А своей для народа у всех перечисленных поэтов была образность, сугубо народный многовековой поэтический образный строй, который одни — Разоренов, Суриков, Кольцов, Рыскин — впитали с молоком матери, а другие — Мерзляков, Садовников, Некрасов — обрели чутьем и знаниями, но и те и другие соединили с профессиональной поэзией. То есть фактически они создавали все те же народные песни, только в более отточенных формах. И это получалось уже не сближение господского и народного — это стало первым истинным слиянием того и другого. Именно в песне. Ибо интеллигенция, господа любили и пели их так же, как народ. Это уже были песни всех.
Кстати, тогда же из самого народа пришли и стали общенациональными такие песни, как «Глухой неведомой тайгою», «Вот мчится тройка почтовая», «Далеко в стране иркутской», «Липа вековая». Тоже ведь потрясающие, но, как всегда, без авторов…
«НЕВСКИЙ ПРОСПЕКТ»
От Ясной Поляны до старого Киевского шоссе всего полверсты.
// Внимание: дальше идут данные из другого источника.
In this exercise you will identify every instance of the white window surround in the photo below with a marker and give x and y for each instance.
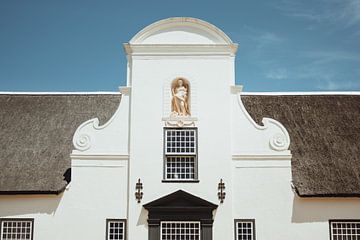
(180, 154)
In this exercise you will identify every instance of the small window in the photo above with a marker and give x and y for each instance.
(344, 229)
(244, 229)
(14, 229)
(180, 148)
(115, 229)
(180, 230)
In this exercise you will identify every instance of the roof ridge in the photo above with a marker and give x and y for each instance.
(303, 93)
(59, 93)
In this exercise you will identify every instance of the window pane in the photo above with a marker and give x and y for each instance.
(180, 141)
(16, 229)
(180, 167)
(345, 230)
(116, 229)
(244, 230)
(180, 230)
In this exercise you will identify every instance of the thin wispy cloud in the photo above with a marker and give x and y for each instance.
(343, 13)
(277, 74)
(335, 85)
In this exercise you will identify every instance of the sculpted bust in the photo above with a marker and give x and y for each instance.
(180, 97)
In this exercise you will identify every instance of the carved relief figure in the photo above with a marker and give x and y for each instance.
(180, 97)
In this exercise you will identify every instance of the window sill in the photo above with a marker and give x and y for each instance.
(180, 181)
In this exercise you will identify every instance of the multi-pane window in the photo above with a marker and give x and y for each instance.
(16, 229)
(345, 230)
(180, 154)
(115, 229)
(245, 229)
(180, 230)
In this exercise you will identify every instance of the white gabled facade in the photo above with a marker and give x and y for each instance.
(252, 160)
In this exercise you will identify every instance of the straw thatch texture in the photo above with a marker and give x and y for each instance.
(36, 137)
(325, 140)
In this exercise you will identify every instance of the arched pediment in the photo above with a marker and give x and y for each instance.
(181, 30)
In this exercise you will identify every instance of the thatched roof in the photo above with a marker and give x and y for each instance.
(36, 137)
(325, 140)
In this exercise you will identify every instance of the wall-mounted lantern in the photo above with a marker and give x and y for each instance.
(221, 191)
(138, 193)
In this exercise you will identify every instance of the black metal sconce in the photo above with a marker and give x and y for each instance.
(221, 191)
(138, 193)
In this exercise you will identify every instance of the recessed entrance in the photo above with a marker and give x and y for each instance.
(180, 215)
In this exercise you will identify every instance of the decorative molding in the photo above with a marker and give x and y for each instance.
(257, 156)
(196, 25)
(280, 140)
(167, 96)
(180, 49)
(84, 135)
(99, 156)
(98, 163)
(179, 121)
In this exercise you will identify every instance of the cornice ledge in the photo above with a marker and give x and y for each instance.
(261, 156)
(180, 49)
(99, 156)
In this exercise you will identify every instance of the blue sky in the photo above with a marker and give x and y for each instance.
(76, 45)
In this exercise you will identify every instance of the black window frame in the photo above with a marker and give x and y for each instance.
(108, 220)
(18, 219)
(196, 155)
(341, 221)
(236, 221)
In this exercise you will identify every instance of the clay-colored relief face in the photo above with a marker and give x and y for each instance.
(180, 90)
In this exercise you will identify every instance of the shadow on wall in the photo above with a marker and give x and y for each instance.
(18, 205)
(307, 210)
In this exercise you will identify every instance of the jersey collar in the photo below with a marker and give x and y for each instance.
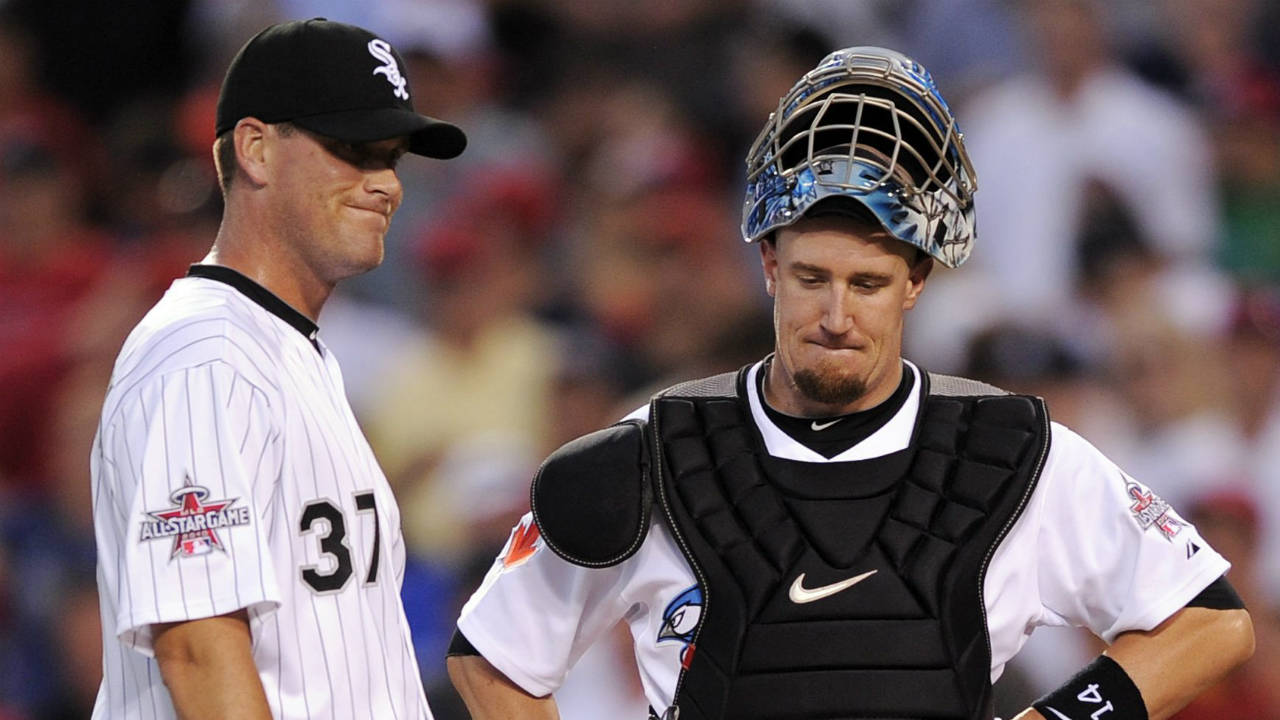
(895, 434)
(268, 300)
Пятьдесят лет прожил рядом Лев Николаевич Толстой. Уже был автором «Войны и мира» и «Анны Карениной» и вдруг повадился ходить на это шоссе. С апреля 1879 года чуть ли не каждое утро, после завтрака объявлял домашним, что отправляется на «Невский проспект» — так прозвал это шоссе, — или в «гранд монде», то есть в великосветское общество — и туда. К обеду чаще всего не возвращался, бывало, что и не ужинал, и появлялся совсем запоздно, весь в пыли и, страшно всегда довольный, сообщал, что встретил удивительного или удивительную и дошел с ними до Тулы.
По этому шоссе испокон века шли богомольцы, странники, калики перехожие, бродяги, нищие. В одну сторону — на Киев, в Оптину Пустынь, к Тихону Задонскому, в Палестину, в старый Иерусалим, в другую — в Москву, к Троице-Сергиевой лавре, на Соловки. Тропы обочь дороги были убиты до полной каменности. Шли постоянно, от света до света.
У русских ведь этот бродячий странничий дух в самой крови, всех нас всегда куда-то неудержимо влечет и тянет, всем нам иногда вдруг безумно хочется все бросить и уйти незнамо куда и идти и идти по нашим бесконечным дорогам, упиваясь нашими просторами и ожидая чего-то. Чего?
Истых богомольцев-паломников среди идущих было меньше всего, в основном именно чего-то ожидающие и ищущие. Толстой сразу их различал. Стоял у дороги или тоже шел и вглядывался. Кто заинтересовывал, с теми и заговаривал, расспрашивал. Люди и судьбы попадались захватывающие, редчайшие — с такими и доходил до Тулы. И все время вслушивался в речь каждого, в язык всего этого люда. И, приходя домой, именно по языку больше всего тогда и записывал: слова, обороты, целые диалоги.
Болел тогда языком, тяжко мучился, считая, что русский литературный язык вовсе не русский, а какой-то испанский (так и писал — испанский!), ибо народ-то говорит совсем на другом. И на «Невский проспект» ходил учиться ему. Долго ходил.
Это уже после «Войны и мира»-то. После «Анны Карениной»!
Тогда же вовсю штудировал творения протопопа Аввакума, делая из них многочисленные выписки.
«К другому языку и приемам (он же и случился народный) влекут мечты невольные…»
А когда прознал, что в столицах должен появиться Василий Петрович Щеголёнок, которого ему уже довелось однажды услышать в Москве, попросил знакомых непременно прислать его в Ясную Поляну.
Но оказалось, что того где-то перехватил Савва Иванович Мамонтов и увез к себе в Амбрамцево.
Рыбников и Гильфердинг, записи которого вышли после его кончины в 1873 году, сделали Рябинина и Щеголёнка известными всей действительно просвещенной России. Их пригласили в Петербург и Москву, и оба приезжали по отдельности, без конца выступали в частных домах, в художественных и научных обществах, и потрясенная совершенно неведомым ей дотоле искусством публика буквально рвала их друг у друга из рук, хотела слушать и слушать. Если бы сами не умотали в свои Середку и Боярщину, неизвестно, до чего бы и дошло, — так всех ошеломили-околдовали.
А Василий Петрович восвояси даже и пешочком утопал, от всякого транспорта отказался, заявив, что «своим ходом потеплее будет».
И вот снова объявился.
В Абрамцеве тоже, конечно, пел ежедневно. А еще художник Илья Ефимович Репин писал там с него красками портрет. Ему понравилось — как живой представлен. И другие разные художники, гости Мамонтова, списывали, но карандашами, не в красках. У всех был похож.